The Bishop of Shrewsbury has welcomed a letter signed by hundreds of Catholic clergy earlier this year, which called on the family synod to remain faithful to the Church’s traditional teaching on marriage.
During his homily at the annual general meeting of the Catholic Women’s League in Chester on Saturday, Bishop Mark Davies said there had been a “great renewal” of witnessing to the Truth in the Church. He said: “The Bishops of England and Wales have offered their own ‘credo,’ a profession of faith in Christian marriage in a leaflet now distributed in all our parishes.”
He continued: “In a happy and unprecedented way many hundreds of priests have written to their bishops in different parts of the western world encouraging them in their public stand for all the Church believes and teaches about marriage.
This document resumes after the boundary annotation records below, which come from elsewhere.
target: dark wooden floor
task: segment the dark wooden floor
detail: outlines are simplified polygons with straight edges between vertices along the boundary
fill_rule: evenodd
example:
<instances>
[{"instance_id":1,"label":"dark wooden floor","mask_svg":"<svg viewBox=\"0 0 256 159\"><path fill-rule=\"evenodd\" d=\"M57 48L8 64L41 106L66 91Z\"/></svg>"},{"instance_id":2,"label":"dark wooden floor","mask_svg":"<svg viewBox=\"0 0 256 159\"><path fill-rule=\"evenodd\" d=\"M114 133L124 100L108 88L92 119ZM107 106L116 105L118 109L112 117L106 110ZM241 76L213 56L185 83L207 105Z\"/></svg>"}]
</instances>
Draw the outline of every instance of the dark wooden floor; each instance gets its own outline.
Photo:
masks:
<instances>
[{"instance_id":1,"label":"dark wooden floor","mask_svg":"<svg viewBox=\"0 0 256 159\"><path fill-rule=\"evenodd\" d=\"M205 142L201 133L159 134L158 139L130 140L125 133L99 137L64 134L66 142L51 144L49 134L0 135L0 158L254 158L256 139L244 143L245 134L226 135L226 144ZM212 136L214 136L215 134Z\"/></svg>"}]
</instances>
The priests, as pastors of souls appreciate it will always take supernatural courage to stand in Christ’s truth in times of crisis and confusion.”
In March of this year, almost 500 priests in Britain signed a letter urging those attending this year’s family synod to issue a “clear and firm proclamation” upholding Church teaching on marriage.
They wrote: “We wish, as Catholic priests, to re-state our unwavering fidelity to the traditional doctrines regarding marriage and the true meaning of human sexuality, founded on the Word of God and taught by the Church’s Magisterium for two millennia.”
Bishop Davies said that the model of Christian marriage was increasingly counter-cultural in modern day society. He said: “The latest research undertaken in our county by the Marriage Foundation makes disturbing reading. Report after report high-lights the trend away from marriage and the enormous human cost for couples and, above all, for children (cf Report of the Marriage Foundation 27th April 2015). It can seem that the Christian vision of marriage marked by life-long commitment; chaste love and openness to the gift of children is rapidly becoming a counter-cultural life-style in societies such as our own.
“At such a moment the clarity and the authentic compassion of our witness to marriage is more needed than ever. Faith gives us full knowledge of God’s wonderful plan, St John Paul II observed, and we therefore have extra reason for caring for the reality that is the family in this time of grace and trial (Familiaris Consortio n. 86).”